Im Beisein des Papstes, der ihn eingeladen hatte, betonte das Ehrenoberhaupt der orthodoxen
Christen in aller Welt die fundamentale Bedeutung der Heiligen Schrift für die Christen
und ihre Einheit. Unter den Fresken des Michelangelo nahmen Papst und Patriarch auf
gleicher Augenhöhe Platz. „Natürlich wäre die Evangelisierung sehr viel stärker
und wirksamer, wenn alle Christen mit einer Stimme in einer vereinten Kirche sprechen
würden... Deshalb ist es angemessen, dass diese Synode ihre Türen für die ökumenischen
Bruderdelegierten geöffnet hat, damit wir alle uns unserer gemeinsamen Pflichten in
der Evangelisierung und auch der Probleme bei ihrer Umsetzung in der heutigen Welt
bewußt werden.“
Ausführlich legte Bartholomaios die Lehre der Kirchenväter
zur Heiligen Schrift dar.
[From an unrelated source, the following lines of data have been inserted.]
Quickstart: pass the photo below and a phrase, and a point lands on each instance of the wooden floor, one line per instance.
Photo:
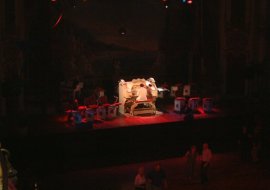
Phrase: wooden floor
(59, 123)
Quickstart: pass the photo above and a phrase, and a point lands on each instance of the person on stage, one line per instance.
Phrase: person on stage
(142, 93)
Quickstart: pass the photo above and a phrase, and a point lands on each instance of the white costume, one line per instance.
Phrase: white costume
(142, 94)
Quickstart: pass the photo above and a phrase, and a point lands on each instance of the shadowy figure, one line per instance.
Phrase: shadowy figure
(205, 163)
(157, 178)
(140, 181)
(244, 145)
(191, 158)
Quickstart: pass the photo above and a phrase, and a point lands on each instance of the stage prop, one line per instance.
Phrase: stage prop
(128, 93)
(207, 104)
(193, 103)
(179, 104)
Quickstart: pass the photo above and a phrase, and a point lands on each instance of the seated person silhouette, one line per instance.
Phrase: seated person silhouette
(142, 95)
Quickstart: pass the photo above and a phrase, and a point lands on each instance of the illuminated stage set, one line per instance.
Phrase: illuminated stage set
(141, 102)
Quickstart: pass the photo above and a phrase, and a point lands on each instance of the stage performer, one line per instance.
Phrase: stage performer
(142, 93)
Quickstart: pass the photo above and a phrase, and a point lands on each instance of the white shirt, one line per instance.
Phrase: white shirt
(206, 155)
(142, 94)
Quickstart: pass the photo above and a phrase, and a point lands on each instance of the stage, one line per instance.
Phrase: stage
(58, 124)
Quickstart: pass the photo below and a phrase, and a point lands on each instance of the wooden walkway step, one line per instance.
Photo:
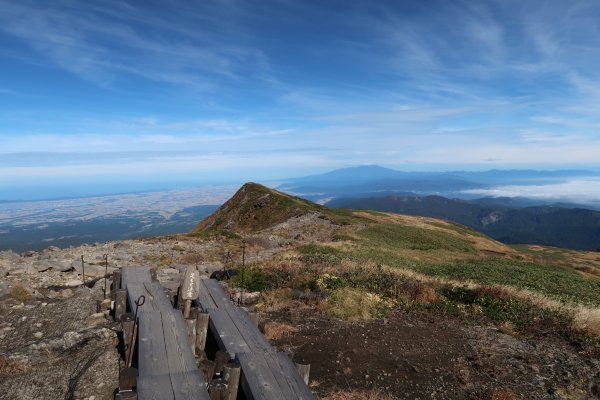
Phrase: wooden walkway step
(166, 365)
(266, 373)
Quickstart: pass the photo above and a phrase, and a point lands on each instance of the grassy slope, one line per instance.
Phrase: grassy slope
(445, 251)
(426, 245)
(256, 207)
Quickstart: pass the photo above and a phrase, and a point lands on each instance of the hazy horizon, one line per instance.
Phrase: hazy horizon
(113, 93)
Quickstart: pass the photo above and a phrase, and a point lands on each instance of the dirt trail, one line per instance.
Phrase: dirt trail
(423, 356)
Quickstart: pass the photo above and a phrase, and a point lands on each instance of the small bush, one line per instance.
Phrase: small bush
(276, 330)
(252, 278)
(372, 394)
(192, 258)
(354, 305)
(20, 294)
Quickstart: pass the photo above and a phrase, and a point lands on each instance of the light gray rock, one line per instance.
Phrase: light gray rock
(74, 282)
(42, 265)
(71, 339)
(4, 291)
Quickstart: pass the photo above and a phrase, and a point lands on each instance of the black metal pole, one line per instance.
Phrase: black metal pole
(105, 273)
(243, 270)
(82, 270)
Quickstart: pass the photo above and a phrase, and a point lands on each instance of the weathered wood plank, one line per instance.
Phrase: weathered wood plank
(265, 374)
(153, 367)
(186, 378)
(166, 365)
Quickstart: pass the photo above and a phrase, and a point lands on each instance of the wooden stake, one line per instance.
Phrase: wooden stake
(132, 345)
(208, 369)
(116, 285)
(221, 358)
(304, 371)
(231, 374)
(254, 317)
(191, 325)
(127, 326)
(186, 308)
(120, 304)
(218, 390)
(201, 331)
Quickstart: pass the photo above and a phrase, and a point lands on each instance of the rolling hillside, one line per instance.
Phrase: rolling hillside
(574, 228)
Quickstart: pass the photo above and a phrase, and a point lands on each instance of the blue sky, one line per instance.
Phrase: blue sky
(116, 93)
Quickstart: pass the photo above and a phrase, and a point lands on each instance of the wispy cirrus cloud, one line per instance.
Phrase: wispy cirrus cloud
(101, 44)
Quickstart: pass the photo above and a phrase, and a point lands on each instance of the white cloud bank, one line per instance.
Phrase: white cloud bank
(581, 190)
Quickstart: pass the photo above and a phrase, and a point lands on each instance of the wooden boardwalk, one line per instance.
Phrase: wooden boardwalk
(166, 342)
(166, 365)
(266, 373)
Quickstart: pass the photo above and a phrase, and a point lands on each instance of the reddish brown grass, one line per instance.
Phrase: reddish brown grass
(276, 330)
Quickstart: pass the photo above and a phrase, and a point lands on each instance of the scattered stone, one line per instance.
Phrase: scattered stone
(71, 339)
(74, 283)
(4, 291)
(168, 271)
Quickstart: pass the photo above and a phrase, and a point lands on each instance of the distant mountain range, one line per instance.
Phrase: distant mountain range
(371, 180)
(575, 228)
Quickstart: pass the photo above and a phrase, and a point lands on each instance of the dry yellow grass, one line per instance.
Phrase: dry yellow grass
(508, 328)
(276, 330)
(372, 394)
(353, 305)
(587, 320)
(503, 394)
(21, 294)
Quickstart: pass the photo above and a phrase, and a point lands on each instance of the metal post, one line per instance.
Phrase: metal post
(105, 256)
(243, 270)
(82, 270)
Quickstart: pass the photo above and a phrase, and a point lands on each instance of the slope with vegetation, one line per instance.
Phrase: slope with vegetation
(575, 228)
(366, 265)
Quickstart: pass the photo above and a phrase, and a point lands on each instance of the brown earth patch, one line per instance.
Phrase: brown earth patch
(422, 355)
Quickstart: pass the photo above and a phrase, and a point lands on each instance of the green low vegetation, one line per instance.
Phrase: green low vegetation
(553, 281)
(394, 236)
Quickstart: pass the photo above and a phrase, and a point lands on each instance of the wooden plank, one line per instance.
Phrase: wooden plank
(153, 368)
(186, 378)
(295, 380)
(204, 296)
(257, 380)
(240, 318)
(166, 365)
(226, 333)
(265, 373)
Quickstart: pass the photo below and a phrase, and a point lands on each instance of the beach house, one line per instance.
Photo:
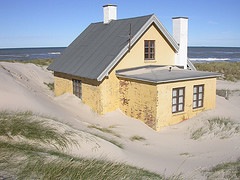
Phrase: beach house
(135, 65)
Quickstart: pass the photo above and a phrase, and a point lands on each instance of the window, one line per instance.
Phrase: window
(77, 88)
(198, 96)
(178, 95)
(149, 49)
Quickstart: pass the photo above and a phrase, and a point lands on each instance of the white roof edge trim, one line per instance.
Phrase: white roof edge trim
(134, 39)
(166, 33)
(167, 81)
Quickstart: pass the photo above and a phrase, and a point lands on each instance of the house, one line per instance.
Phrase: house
(136, 66)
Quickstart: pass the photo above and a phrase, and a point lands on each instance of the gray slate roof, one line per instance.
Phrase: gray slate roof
(162, 74)
(100, 46)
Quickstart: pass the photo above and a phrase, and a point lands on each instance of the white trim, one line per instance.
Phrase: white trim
(151, 20)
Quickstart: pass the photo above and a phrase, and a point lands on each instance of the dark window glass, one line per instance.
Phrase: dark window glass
(178, 96)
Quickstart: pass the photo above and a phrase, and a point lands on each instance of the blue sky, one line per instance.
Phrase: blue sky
(56, 23)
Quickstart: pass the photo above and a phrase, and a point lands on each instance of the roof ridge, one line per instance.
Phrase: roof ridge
(122, 19)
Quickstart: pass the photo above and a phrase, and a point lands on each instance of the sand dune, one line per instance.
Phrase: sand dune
(170, 151)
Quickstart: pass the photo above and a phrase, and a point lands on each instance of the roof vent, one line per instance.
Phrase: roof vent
(109, 13)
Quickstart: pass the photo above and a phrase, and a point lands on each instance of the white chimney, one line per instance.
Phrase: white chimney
(109, 13)
(180, 34)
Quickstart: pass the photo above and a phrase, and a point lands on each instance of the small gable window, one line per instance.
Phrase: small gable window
(149, 49)
(178, 96)
(77, 88)
(198, 91)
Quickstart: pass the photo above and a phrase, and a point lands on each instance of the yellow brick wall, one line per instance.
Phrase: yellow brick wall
(62, 84)
(139, 100)
(164, 56)
(165, 116)
(91, 93)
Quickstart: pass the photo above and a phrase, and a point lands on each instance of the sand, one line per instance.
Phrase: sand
(169, 151)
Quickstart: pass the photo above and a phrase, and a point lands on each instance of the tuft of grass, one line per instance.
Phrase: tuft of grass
(137, 138)
(50, 85)
(229, 170)
(231, 70)
(29, 160)
(219, 127)
(26, 125)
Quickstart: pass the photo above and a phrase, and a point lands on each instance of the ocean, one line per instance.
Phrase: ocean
(195, 54)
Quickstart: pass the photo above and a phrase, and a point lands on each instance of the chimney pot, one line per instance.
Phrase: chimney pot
(109, 13)
(180, 34)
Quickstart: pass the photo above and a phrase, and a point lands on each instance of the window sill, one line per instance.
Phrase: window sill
(178, 113)
(198, 109)
(150, 61)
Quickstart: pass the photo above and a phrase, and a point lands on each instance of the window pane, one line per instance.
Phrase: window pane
(200, 103)
(194, 104)
(180, 100)
(174, 93)
(195, 89)
(180, 92)
(180, 107)
(174, 108)
(194, 97)
(174, 101)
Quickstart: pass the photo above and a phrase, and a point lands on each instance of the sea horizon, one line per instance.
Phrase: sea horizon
(46, 47)
(195, 53)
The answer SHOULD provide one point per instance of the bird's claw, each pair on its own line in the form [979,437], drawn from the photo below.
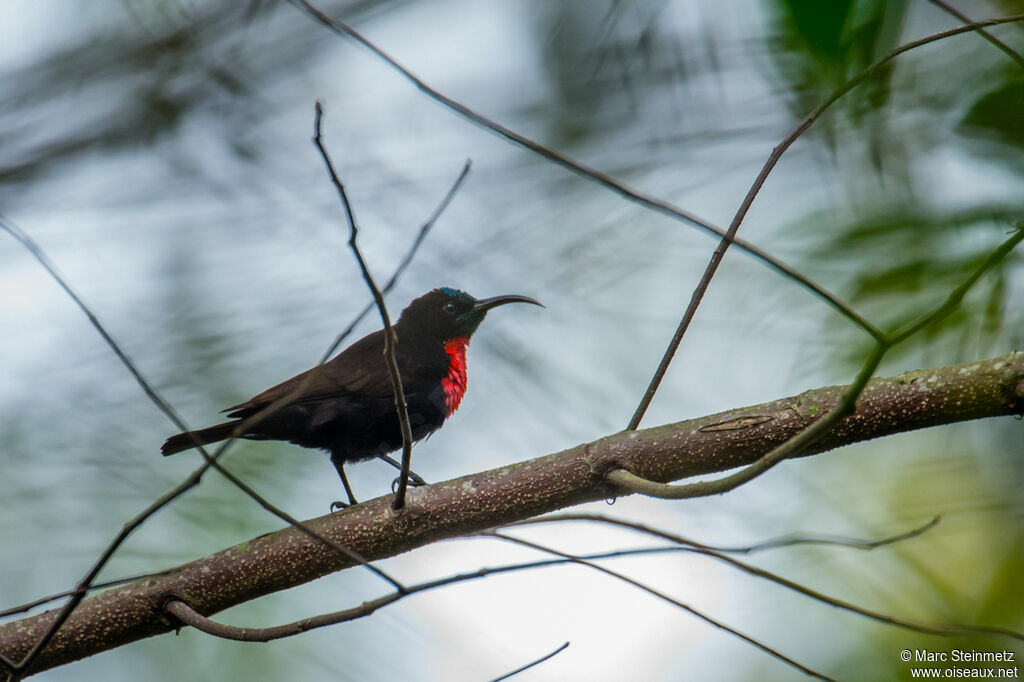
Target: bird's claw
[414,481]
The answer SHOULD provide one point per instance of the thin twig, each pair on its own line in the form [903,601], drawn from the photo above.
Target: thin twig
[631,194]
[660,595]
[420,237]
[927,628]
[24,608]
[769,165]
[534,663]
[627,192]
[846,407]
[190,616]
[82,587]
[765,545]
[1011,52]
[390,341]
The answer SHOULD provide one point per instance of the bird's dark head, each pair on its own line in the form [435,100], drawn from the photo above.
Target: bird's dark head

Der heilige Johannes Chrysostomus erinnere daran, dass vom
„Sakrament des Altars“ das „Sakrament unseres Nächsten“ nicht getrennt werden könne.
„Traurigerweise
haben wir die Berufung und die Verpflichtung zu teilen nicht beachtet. Soziale Ungerechtigkeit
und Ungleichheit, weltweite Armut und Krieg, Umweltverschmutzung und –zerstörung sind
Folgen unserer Unfähigkeit oder Widerwillens zu teilen. Wenn wir am Sakrament des
Altars festhalten wollen, können wir nicht auf das Sakrament des Nächsten verzichten
oder es vergessen – es ist eine grundlegende Bedingung dafür, das Wort Gottes in der
Welt, im Leben und in der Sendung der Kirche zu verwirklichen.“
Die theologische
Ansprache des Ökumenischen Patriarchen war ein Höhepunkt der Bischofssynode. Sie findet
vom 5. bis 26. Oktober im Vatikan statt und befasst sich mit dem Wort Gottes – von
der Bibel bis zur Predigt. Benedikt XVI. bedankte sich zum Abschluss für die Rede
des Patriarchen, die eine Erfahrung echter Gemeinschaft gezeigt habe. Die Christen
in Ost und West hätten gemeinsame Kirchenväter, betonte er unter Hinweis auf die vielen
Zitate des Patriarchen aus dem religiösen Erbe des Orients. „Wenn wir gemeinsame Kirchenväter
haben, wie können wir dann nicht Brüder sein?“, so der Papst. In der traditionellen
Kapelle der Papstwahl nahmen die 253 Bischöfe des Kirchentreffens, darunter rund 40
Kardinäle, sowie die Beobachter, Delegierten und Experten an dem Gottesdienst mit
Bartholomaios I. teil. Zum Abschluss erteilten Papst und Patriarch nacheinander den
Segen.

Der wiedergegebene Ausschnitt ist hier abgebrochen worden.